Researchers who combined data from wearables, handheld devices, and digital apps were able to tell the difference between people with early dementia and those without the progressive disease. That’s according to the results of a 12-week study involving older participants in real-world settings with known cognitive status. The study indicates that digital biomarkers may help diagnose the chronic condition in earlier stages when treatment might be most helpful.
The study was a collaboration between researchers from Eli Lilly, Evidation Health, and Apple. It was published in The 25th ACM SIGKDD Conference on Knowledge Discovery and Data Mining (KDD ’19), August 4–8, 2019, Anchorage, AK, USA.
“Over the past few years, we’ve seen how data and insights derived from wearables and mobile consumer devices have enabled people living with health conditions, along with their clinicians, to better monitor their health,” said Nikki Marinsek, Ph.D., a first author and data scientist at Evidation Health in a press release.
“We know that insights from smart devices and digital applications can lead to improved health outcomes, but we don’t yet know how those resources can be used to identify and accelerate diagnoses,” Marinsek said. “The results of the trial set the groundwork for future research that may be able to help identify people with neurodegenerative conditions earlier than ever before.”
The goal of the current study was to determine whether, in real-world settings, Apple devices in combination with mobile applications could help identify cognitive and behavioral differences among the study participants with and without mild cognitive impairment.
The 113 participants in the study, ages 60–75, either had no dementia, mild cognitive impairment, or mild Alzheimer’s disease dementia. The devices they used included Apple’s iPhone, Apple Watch, iPad, and Beddit sleep monitoring device. These were combined with digital apps developed by Evidation Health, a company whose research focuses on using behavioral data in the context of health.

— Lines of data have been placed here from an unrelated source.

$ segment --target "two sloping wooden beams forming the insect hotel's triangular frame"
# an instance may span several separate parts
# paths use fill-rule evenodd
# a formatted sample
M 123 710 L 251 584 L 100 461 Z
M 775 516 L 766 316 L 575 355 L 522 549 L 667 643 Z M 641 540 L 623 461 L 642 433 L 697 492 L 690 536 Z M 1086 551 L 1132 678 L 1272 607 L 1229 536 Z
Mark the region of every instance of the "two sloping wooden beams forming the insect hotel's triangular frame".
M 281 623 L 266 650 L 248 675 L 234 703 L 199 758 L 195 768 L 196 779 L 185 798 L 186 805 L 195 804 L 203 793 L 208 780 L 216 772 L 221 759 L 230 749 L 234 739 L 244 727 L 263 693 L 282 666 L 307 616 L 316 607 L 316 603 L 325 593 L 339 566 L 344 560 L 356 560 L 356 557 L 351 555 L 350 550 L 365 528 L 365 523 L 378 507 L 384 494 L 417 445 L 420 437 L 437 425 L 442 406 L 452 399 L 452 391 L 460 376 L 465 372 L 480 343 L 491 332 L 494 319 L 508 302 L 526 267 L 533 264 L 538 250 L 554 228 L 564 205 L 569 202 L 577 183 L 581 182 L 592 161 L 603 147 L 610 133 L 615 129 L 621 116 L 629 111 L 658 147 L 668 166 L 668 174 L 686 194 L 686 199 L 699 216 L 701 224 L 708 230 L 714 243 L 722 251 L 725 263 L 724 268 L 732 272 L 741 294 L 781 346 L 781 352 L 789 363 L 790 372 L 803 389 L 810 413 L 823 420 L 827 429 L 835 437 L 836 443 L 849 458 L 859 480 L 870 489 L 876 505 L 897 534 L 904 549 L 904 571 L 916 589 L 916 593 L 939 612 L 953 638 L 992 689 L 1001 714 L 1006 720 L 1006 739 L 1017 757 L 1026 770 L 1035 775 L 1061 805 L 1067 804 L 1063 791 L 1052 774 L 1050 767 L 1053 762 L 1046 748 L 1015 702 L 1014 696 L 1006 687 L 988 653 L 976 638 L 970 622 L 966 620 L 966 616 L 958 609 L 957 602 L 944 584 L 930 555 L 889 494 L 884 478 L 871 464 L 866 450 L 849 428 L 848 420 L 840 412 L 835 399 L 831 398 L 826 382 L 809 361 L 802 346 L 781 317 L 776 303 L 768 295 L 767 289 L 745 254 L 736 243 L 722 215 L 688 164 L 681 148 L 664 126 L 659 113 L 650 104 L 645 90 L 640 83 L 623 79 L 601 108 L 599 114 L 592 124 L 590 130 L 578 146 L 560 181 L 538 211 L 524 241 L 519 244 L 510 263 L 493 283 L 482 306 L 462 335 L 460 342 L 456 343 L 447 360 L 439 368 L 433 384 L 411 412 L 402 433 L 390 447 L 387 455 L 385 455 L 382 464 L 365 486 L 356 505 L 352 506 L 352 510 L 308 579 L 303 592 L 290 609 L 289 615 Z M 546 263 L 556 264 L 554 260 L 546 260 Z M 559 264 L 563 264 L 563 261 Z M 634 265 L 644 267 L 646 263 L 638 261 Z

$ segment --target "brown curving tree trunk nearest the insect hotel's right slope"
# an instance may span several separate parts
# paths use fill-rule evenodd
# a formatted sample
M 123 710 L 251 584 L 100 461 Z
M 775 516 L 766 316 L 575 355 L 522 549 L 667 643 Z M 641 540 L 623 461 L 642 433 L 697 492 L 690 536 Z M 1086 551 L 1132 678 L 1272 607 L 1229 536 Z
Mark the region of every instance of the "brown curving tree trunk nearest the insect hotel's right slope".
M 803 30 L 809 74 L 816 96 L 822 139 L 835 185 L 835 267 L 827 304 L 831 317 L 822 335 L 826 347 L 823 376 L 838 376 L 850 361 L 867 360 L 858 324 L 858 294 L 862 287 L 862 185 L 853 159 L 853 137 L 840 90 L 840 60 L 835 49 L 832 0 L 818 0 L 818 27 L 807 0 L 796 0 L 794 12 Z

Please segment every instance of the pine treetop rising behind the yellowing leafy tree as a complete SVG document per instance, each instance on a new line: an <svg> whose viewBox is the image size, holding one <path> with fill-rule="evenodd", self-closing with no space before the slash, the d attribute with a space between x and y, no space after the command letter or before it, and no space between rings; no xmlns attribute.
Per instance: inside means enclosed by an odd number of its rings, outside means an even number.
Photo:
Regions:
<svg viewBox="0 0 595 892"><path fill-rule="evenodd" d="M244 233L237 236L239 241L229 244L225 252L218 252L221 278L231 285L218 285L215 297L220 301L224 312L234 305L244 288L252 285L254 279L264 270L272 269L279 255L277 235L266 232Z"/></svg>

Evidation established a secure study platform to obtain study participants’ consent to collect and analyze 16 terabytes of data across a number of sources, including: passively derived sensor data from the smart devices, questionnaires about mood and energy, and simple assessment activities on the Digital Assessment App. The App included psychomotor tasks, such as dragging one shape onto another or tapping a circle as fast and as regularly as possible, reading tasks and a typing task.

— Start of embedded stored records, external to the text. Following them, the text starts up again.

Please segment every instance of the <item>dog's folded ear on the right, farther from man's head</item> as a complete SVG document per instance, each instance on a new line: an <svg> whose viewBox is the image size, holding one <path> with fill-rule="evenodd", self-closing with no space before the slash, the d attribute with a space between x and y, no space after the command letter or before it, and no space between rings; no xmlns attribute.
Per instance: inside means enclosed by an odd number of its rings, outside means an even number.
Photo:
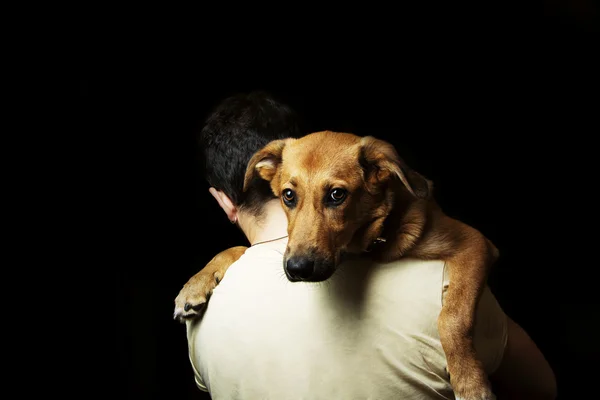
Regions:
<svg viewBox="0 0 600 400"><path fill-rule="evenodd" d="M385 182L397 176L416 198L426 199L431 195L431 181L408 167L394 146L383 140L373 136L361 138L359 160L369 183Z"/></svg>

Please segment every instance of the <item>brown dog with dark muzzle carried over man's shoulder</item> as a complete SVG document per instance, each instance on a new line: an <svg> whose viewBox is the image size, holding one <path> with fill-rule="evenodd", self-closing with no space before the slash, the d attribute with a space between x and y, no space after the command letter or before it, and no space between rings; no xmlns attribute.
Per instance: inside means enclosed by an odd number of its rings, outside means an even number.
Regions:
<svg viewBox="0 0 600 400"><path fill-rule="evenodd" d="M495 246L476 229L445 215L432 184L392 145L374 137L317 132L269 143L248 163L245 184L270 182L288 217L284 269L291 281L323 281L348 253L378 261L403 256L444 260L450 285L438 330L457 399L494 395L472 341L476 306ZM217 255L176 299L176 318L197 315L245 248Z"/></svg>

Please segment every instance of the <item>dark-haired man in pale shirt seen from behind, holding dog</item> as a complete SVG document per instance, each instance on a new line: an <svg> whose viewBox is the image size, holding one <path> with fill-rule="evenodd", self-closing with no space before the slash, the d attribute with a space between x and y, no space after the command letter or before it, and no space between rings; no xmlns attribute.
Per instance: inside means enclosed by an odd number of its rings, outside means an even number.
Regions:
<svg viewBox="0 0 600 400"><path fill-rule="evenodd" d="M199 388L213 399L454 398L437 332L443 262L354 259L326 282L286 279L279 200L266 182L242 184L255 151L298 133L292 111L261 93L225 100L201 132L210 193L251 246L187 322ZM556 397L543 355L487 288L474 341L497 393Z"/></svg>

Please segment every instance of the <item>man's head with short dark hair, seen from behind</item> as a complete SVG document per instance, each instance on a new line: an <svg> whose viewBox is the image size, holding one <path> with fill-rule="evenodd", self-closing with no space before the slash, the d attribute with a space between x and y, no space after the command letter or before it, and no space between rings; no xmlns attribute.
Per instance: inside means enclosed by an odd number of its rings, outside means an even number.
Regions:
<svg viewBox="0 0 600 400"><path fill-rule="evenodd" d="M232 207L260 216L264 203L274 197L262 179L252 180L243 190L252 155L272 140L298 136L294 111L265 92L228 97L213 110L198 138L204 177L232 222Z"/></svg>

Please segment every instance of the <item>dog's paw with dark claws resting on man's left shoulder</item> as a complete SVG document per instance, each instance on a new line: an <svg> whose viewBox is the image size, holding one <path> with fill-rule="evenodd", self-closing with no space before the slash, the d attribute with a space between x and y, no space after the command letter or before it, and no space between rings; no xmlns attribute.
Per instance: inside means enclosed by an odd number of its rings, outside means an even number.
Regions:
<svg viewBox="0 0 600 400"><path fill-rule="evenodd" d="M173 319L183 323L198 317L221 279L222 276L213 270L202 270L194 275L175 298Z"/></svg>

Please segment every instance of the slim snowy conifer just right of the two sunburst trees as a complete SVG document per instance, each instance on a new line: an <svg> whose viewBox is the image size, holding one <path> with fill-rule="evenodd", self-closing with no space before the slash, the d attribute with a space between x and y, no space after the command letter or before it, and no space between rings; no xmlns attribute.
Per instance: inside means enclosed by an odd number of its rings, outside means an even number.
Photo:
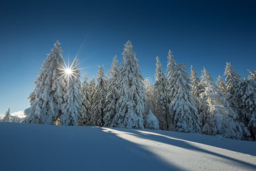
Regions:
<svg viewBox="0 0 256 171"><path fill-rule="evenodd" d="M90 122L90 109L91 109L91 94L89 91L89 84L87 83L87 74L85 72L84 74L84 82L81 84L81 91L80 94L82 96L82 118L81 123L79 125L85 125L87 126Z"/></svg>

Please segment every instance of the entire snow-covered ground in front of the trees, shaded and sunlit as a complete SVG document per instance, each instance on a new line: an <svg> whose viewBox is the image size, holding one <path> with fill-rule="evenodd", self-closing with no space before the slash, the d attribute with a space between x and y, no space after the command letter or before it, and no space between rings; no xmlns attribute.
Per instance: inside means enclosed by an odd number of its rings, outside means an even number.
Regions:
<svg viewBox="0 0 256 171"><path fill-rule="evenodd" d="M0 123L0 170L256 170L256 143L196 133Z"/></svg>

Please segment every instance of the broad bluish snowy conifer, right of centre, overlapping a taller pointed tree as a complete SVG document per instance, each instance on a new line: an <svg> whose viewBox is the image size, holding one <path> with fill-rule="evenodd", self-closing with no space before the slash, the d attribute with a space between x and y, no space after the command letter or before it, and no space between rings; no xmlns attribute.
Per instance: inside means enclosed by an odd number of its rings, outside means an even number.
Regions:
<svg viewBox="0 0 256 171"><path fill-rule="evenodd" d="M170 104L171 114L174 115L175 129L178 132L201 132L201 123L185 64L176 64L176 67L171 85L175 87L174 98Z"/></svg>

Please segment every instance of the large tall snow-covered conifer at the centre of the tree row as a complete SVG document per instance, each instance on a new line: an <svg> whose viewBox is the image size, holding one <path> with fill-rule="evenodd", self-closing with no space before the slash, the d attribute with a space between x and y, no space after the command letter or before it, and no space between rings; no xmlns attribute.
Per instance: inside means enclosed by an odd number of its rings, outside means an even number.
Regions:
<svg viewBox="0 0 256 171"><path fill-rule="evenodd" d="M114 122L120 128L144 128L145 90L139 59L132 49L131 41L127 41L124 46L124 62L117 82L121 88L117 92L119 100L116 104Z"/></svg>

Data were collected in six categories: gross motor function, autonomic (heart rate), circadian, behavioral/social/cognitive, fine motor control and language. The biomarkers that differentiated the two groups included: slower typing, less regularity in walking and later first steps taken during the day, fewer text messages received and sent, greater reliance on helper apps (Clock and Siri) and poorer survey compliance. For example, symptomatic individuals answered the daily one-question surveys less often than healthy controls and, when they did respond, tended to respond later in the day
The authors concluded that data obtained through the use of Apple devices suggested an ability to differentiate between individuals with mild cognitive impairment and mild Alzheimer’s disease dementia, and those without symptoms in ways not previously detected through common clinical screening tools.
The authors also pointed to some limitations of their work. “First, some of the patterns we found are associated with behaviors that are modifiable. Shifts in behaviors not associated with the progression of the underlying disease must be properly accounted for in future work. Further, there is the potential that a passive measure of cognitive performance could be self-reinforcing; without the knowledge of actions to take to mitigate any potential decline, the knowledge of the decline might cause decline itself,” they wrote.
The findings could lead to early screening or detection tools for neurodegenerative conditions, he added. Using everyday devices in this way is the goal, said Christine Lemke, co-founder and president of Evidation Health. “These early findings suggest the potential of novel digital measures that are based on data generated and controlled by individuals.”